Improving Food Safety And Health Standards Can Increase Market Access For Developing Countries: World Bank
Developing Countries Need Strategic Approach to Food Safety, says report; Industrial Countries Should Increase Aid Flows
to Help Countries Meet New Challenges
WASHINGTON, February 2, 2005 – Developing countries facing the challenges of rising health and food safety standards can
improve market access and position their industries for long-term competitiveness by adopting a strategic approach to
meet these challenges, but rich nations should increase aid flows to help developing countries plan and undertake the
necessary strategies, according to a new report released today by the World Bank.
The report, Food Safety and Agricultural Health Requirements: Challenges and Opportunities for Developing Country
Exports, notes that recent food safety issues such as those related to E. Coli breakouts, “Mad Cow” disease, tainted
animal feed products, and the contamination of berries and olive oil have contributed to more stringent food safety and
agricultural health standards (Sanitary and Phytosanitary Standards, or SPS) in high-income countries.
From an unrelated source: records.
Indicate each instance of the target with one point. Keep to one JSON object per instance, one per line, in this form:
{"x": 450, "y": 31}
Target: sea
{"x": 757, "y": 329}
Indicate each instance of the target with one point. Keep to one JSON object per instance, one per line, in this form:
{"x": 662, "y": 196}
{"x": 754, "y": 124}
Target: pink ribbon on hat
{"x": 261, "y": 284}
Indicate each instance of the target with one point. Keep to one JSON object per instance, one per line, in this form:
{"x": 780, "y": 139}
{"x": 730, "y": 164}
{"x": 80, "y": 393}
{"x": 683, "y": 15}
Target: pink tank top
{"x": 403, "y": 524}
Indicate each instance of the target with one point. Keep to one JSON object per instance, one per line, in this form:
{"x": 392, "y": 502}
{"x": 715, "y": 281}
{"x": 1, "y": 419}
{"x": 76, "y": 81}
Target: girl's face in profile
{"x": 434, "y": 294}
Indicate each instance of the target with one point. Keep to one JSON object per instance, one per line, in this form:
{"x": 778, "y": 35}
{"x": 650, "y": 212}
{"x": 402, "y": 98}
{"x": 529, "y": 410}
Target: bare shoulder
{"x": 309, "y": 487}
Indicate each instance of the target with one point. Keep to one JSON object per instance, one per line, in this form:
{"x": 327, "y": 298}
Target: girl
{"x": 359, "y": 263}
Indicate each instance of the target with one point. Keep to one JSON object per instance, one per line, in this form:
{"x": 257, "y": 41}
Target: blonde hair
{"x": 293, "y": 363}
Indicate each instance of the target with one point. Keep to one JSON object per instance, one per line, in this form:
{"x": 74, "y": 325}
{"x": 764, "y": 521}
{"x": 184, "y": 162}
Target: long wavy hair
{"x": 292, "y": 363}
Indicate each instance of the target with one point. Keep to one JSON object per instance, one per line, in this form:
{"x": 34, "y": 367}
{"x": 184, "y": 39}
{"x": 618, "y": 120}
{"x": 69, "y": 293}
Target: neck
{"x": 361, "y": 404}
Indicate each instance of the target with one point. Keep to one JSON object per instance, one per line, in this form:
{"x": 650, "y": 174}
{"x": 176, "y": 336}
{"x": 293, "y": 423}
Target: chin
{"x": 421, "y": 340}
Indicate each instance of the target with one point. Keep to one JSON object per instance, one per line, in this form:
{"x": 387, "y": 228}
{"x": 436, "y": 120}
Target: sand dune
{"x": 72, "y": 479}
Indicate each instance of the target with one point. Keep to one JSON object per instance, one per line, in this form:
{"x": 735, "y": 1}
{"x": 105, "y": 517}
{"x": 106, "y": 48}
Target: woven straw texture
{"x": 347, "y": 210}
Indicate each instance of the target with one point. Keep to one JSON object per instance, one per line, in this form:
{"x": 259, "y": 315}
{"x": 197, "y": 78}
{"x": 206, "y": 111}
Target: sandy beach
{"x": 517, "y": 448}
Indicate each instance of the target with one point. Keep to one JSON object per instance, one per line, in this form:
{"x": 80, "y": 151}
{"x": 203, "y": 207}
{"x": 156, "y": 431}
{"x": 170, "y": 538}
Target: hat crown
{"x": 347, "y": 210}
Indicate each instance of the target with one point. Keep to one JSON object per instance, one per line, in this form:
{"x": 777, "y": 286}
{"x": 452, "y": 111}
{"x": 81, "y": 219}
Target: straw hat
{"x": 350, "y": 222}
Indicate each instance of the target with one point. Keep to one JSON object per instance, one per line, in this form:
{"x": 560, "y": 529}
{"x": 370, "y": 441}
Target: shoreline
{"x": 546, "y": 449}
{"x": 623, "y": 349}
These new
standards, characterized by the report as a “double edged-sword,” place particular demands on developing country
producers and exporters of high-value food products, such as fruit, vegetables, fish, meat, nuts, and spices, the report
stresses.
“In many cases, however, such standards have played a positive role, providing the catalyst and incentives for the
modernization of export supply and regulatory systems and the adoption of safer and more sustainable production and
processing practices,” says Steven Jaffee, Senior Economist, World Bank. “Countries can use this as an opportunity to differentiate themselves.”
The research, based on a series of cases studies in developing countries, reveals that developing country suppliers
aren’t faced with all-or-nothing, “comply or perish” choices. Suppliers should, according to the report “determine the products and markets in which they can best compete and use diverse approaches to comply with standards.” New private sector standards will also bring more attention to the entire supply chain.
According to Cornelis Van Der Meer, World Bank Senior Rural Development Specialist, “Developing countries which adopted a strategic approach to tackle the challenge of standards have been able to maintain
or improve market access and position themselves for the long-term.”
Rich countries provide only US$75 million per year to developing countries for enhancing SPS management capacities, a
figure that does not meet the emerging demand of revamping the way key industries are organized and manage risks in many
poor countries.
“By providing additional assistance, rich countries would help level the playing field and especially help poor
countries to better prepare for evolving standards,” says Kevin Cleaver, the Director of the World Bank Agriculture and Rural Development Department. “Countries that invest in new supply chain technologies are more likely to remain competitive and thrive in this
emerging market.”
International trade in high-value food products has expanded enormously over the last decades, fueled by changing
consumer tastes and advances in production, transport, and other supply-chain technologies. High-value food products
such as fresh and processed fruits and vegetables, fish, meat, nuts, and spices now account for more than 50 percent of
the total agro-food exports of developing countries, while the share of traditional commodities—such as coffee, tea,
cocoa, sugar, cotton, and tobacco— has declined.
Overall, demand for food will increase dramatically in the next 20–30 years, as the world’s population grows by two
billion people—mostly in developing countries. Growing populations, and increased urbanization, coupled with increased
wealth will drive worldwide demand for safe, high-quality food. This will create opportunities for continued expansion
in trade in high-value products, especially among developing countries (South-South trade).
The report finds that contrary to conventional wisdom, compliance costs are relatively modest in relation to trade
levels and the overall costs of production and marketing. However, these costs are tangible and many of them are
up-front investments. In contrast, some benefits are intangible (i.e. improved reputation), others accrue to
non-investors (i.e. local and foreign consumers), and many benefits accrue only over time (i.e. productivity gains;
environmental improvements).
The World Bank’s research program on sanitary and phytosanitary measures was designed to improve understanding of an
emerging set of policy and commercial issues in the area of food safety and agricultural health. The report looked at
the overall challenges and opportunities posed by emerging standards, strategies that have been used to influence
requirements, the nature and magnitude of compliance-related costs and benefits, the ‘winners’ and ‘losers’ from
emerging trends, and the implications of these findings for developing countries, rich countries, and international
development agencies.
The World Bank has stepped up its own efforts in assisting developing countries by supporting the preparation of country
action plans and reconstruction of supply chains. The Bank also initiated the establishment of the Standards and Trade
Development Facility (STDF), which is a cooperative effort with other UN agencies and regulatory bodies designed to
improve standards setting in developing countries.